Calculation of Mean, Median, and Mode

Mean, Median and Mode are the three statistical measures often used to encapsulate data sets. They are mainly known by the expected name “average”. There are many “averages” in statistics, but these three are the most common. 

The “mean” is mainly the “average” where all the numbers are added up and then divided by the number of digits. The "median" is the "middle" value in the number series, and the "mode” is the value that occurs on numerous occasions. Out of these three measures, the mode formula in statistics opens different ranges and aspects for the student's

Formulas of Mean and Median

The first theory to understand from the mean, median, and mode is mean. As described above, the mean is the ratio of summation of all the values to the number of items. There are two types of Mean - simple arithmetic mean, and weighted arithmetic mean. If you want to know what is the formula of mean, go through the section given below:

\[ Mean= \frac{\sum X}{ N}\]

Here, \[ \sum X\]= Sum of individual values and =Total number of Items

The simple arithmetic mean examine values in data as equal and permits equal importance to each value. On the other hand, in weighted arithmetic mean, weights or importance is assigned to the values.

To find the Median, the numbers should be arranged in numerical order from smallest to highest. Taking the number of observations as (n), and “th” signifies the (n)th number -

Median Formula = \[\frac{(n+1)}{2} th\]

Students who are looking for mean, median, mode formula pdf can wish to visit the official website of Vedantu. 

Mode Formula in Statistics for Discrete Series: 

Mode comes third in the concept of mean, median, and mode. As discussed earlier, it merely refers to the value that occurs most frequently in a number series. In discrete series, the values of items with their equivalent frequencies are found. Essentially, the value of the items with the highest frequency will be the mode for the distribution. Mode formulae in statistics help the students to solve different complicated statistical problems in their textbooks. Students can follow this method of mode in discrete series from an example shown below -

Example 1 - Find Mode from the following data

Ans: Arranging data in ascending order

The term that is occurring the maximum number of times is considered as Mode (Z). Here we get 16 four times, 12 and 20 two times each, and other terms once only. Thus Z=16

Students can find more examples of mode calculation in discrete series in Vedantu’s online classes.

Illustrating Measures of Central Tendency

Mean, median, and mode are together known as measures of central tendency. It signifies a synopsis of data that represents the center point or quintessential value of a dataset. These measures specify where most values in a distribution fall and are also referred to as the central location of a distribution. Best measures of central tendency can be chosen depending on the data you have. A “measure of central tendency” is either a location framework or a statistic used to evaluate a location parameter.
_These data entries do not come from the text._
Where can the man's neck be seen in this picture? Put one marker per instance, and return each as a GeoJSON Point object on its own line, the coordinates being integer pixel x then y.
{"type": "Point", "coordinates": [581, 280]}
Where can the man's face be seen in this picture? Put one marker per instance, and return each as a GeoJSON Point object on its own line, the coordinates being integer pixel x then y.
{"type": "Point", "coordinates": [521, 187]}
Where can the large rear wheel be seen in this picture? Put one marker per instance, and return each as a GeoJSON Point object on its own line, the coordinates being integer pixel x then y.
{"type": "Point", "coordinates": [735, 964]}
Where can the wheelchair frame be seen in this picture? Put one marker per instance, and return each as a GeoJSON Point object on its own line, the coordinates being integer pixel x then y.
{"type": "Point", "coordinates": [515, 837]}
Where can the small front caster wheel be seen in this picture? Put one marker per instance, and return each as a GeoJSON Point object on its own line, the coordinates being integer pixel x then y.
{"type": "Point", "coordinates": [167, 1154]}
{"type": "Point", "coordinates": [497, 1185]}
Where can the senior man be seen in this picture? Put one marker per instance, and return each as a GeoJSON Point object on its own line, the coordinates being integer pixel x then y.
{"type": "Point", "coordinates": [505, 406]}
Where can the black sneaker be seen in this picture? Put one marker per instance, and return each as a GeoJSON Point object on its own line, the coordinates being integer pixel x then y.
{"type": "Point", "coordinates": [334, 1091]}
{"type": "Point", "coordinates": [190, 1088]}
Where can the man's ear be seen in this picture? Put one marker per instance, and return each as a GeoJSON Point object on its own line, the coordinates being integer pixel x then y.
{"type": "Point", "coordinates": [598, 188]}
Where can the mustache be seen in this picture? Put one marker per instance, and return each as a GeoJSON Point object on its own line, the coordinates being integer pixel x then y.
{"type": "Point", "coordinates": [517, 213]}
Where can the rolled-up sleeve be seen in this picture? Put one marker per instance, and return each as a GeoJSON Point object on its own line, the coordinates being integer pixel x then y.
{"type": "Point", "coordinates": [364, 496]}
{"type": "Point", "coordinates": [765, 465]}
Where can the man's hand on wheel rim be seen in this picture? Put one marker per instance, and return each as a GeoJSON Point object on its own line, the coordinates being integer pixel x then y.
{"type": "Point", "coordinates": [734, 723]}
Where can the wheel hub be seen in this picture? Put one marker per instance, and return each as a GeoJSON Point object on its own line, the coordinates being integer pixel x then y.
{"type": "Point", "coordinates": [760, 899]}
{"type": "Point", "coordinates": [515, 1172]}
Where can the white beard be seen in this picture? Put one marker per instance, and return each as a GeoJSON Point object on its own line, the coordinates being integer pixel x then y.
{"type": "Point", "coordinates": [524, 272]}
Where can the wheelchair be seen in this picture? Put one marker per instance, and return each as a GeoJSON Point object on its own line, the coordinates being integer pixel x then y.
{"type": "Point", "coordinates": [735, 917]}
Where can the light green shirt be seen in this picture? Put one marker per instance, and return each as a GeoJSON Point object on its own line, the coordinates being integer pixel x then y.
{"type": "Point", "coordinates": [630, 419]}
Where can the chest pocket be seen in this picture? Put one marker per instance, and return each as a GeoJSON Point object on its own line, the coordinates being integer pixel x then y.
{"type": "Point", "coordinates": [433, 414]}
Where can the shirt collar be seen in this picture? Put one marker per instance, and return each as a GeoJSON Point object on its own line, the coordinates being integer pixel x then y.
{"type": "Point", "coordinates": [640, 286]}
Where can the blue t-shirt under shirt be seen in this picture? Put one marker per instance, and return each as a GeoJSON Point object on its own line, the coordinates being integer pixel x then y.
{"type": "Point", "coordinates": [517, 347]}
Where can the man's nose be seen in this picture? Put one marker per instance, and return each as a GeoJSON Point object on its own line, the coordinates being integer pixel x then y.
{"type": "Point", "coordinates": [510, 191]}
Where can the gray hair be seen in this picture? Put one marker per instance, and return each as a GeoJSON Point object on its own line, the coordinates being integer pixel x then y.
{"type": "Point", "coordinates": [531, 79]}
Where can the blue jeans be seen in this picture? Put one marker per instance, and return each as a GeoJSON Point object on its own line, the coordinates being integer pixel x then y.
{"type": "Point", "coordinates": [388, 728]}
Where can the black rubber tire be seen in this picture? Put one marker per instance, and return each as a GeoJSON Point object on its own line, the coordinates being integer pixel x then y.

Several Measures of Central Tendency

• Arithmetic mean

• Median

• Mode

• Geometric mean 

• Harmonic mean

• Generalized mean

• Weighted mean

• Truncated mean

• Interquartile mean

• Midrange

Students can solve their statistical problems with measures of central tendency formulas that are given below -

Arithmetic Mean \[ (\overline{X} = \frac{\sum X}{N})\]

(Where \[\sum X\] is the summation of all the observations provided in a dataset and “n” is the number of observations)

Median formula= \[ \frac{{(n+1)}}{2}\]

Mode Calculation for Continuous Series

While demonstrating the mode formula for continuous series, it is only one step forward of the method for discrete series. We get the value of Mode by interposing as in the case with a median. Mode formula in statistics is easy to understand and pretty simple to calculate Formula provided below has been used to calculate Mode (Z):

Mode (Z) = \[L + \frac{f_{1} - f_{0}}{2f_{1} - f_{0} - f_{2}} * i\]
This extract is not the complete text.